Eu e o camba Alex, na Angola Telecom, há uns dois meses atrás...

Ladrão Simpático

Sexta-feira, depois de mais uma reunião no escritório, chegámos a casa um pouco extenuados mas com vontade de sair, pois tínhamos a festa de aniversário de um nosso camba, o Gilberto.
Ora já eram umas oito da noite, já a procissão (leia-se festa) devia ir no adro, daí que tivéssemos pressa. Foi chegar, abrir a porta, entrar, tomar um duche e sair novamente.

Pois, com tanta pressa o Alexandre deixou o computador à porta. Certamente foi o que aconteceu, porque quando regressámos já de madrugada ele não estava no apartamento. Sendo certo que o pc não foi beber um copo, confirmado que não estava no escritório esquecido, então foi mesmo levado por alguém que o encontrou tão sozinho à porta de casa, e logo numa cidade perigosa como Luanda.
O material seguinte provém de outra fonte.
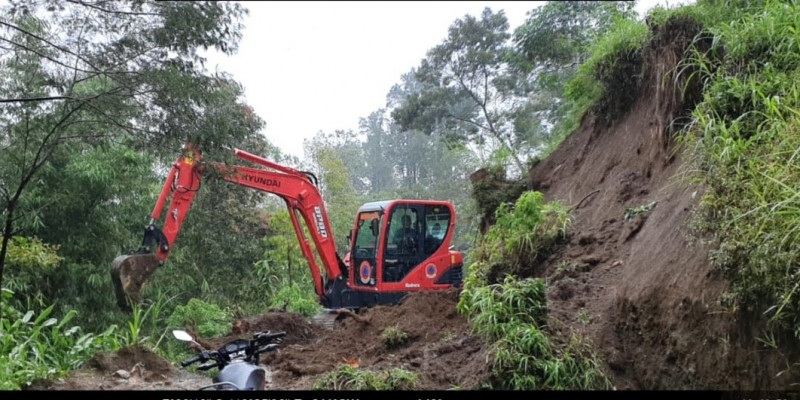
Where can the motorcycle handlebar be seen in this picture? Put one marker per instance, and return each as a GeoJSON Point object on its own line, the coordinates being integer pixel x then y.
{"type": "Point", "coordinates": [206, 367]}
{"type": "Point", "coordinates": [190, 361]}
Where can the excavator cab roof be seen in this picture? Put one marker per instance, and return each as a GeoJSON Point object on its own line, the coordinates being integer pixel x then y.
{"type": "Point", "coordinates": [384, 204]}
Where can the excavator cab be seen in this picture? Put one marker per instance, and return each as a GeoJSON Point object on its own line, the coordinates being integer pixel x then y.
{"type": "Point", "coordinates": [396, 246]}
{"type": "Point", "coordinates": [403, 245]}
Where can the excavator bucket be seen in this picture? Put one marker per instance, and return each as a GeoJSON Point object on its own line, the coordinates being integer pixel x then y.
{"type": "Point", "coordinates": [129, 274]}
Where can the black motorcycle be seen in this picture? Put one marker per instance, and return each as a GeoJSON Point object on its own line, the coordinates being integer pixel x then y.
{"type": "Point", "coordinates": [236, 360]}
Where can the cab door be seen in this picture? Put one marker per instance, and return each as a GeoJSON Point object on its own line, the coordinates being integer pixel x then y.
{"type": "Point", "coordinates": [364, 252]}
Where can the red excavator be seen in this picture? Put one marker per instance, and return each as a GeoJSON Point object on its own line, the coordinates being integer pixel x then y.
{"type": "Point", "coordinates": [395, 247]}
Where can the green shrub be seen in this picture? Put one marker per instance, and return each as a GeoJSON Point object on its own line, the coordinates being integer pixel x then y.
{"type": "Point", "coordinates": [42, 347]}
{"type": "Point", "coordinates": [207, 320]}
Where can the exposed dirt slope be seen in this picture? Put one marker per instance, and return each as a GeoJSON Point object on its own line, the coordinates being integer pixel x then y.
{"type": "Point", "coordinates": [645, 286]}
Foi um fim-de-semana um tanto ou quanto penoso para o Alexandre, mas, segunda-feira, a manhã trouxe uma pequena surpresa. Pedro Silva abriu a porta e deparou-se com um saco cheio de papelada. Eram os documentos que o Alexandre transportava na mala do seu computador. Ah, ladrão simpático. Então os documentos podem fazer falta ao Alexandre e nem precisa deles para vender o computador. Muito obrigado! “Ainda há gente com bom coração” pensámos entre nós.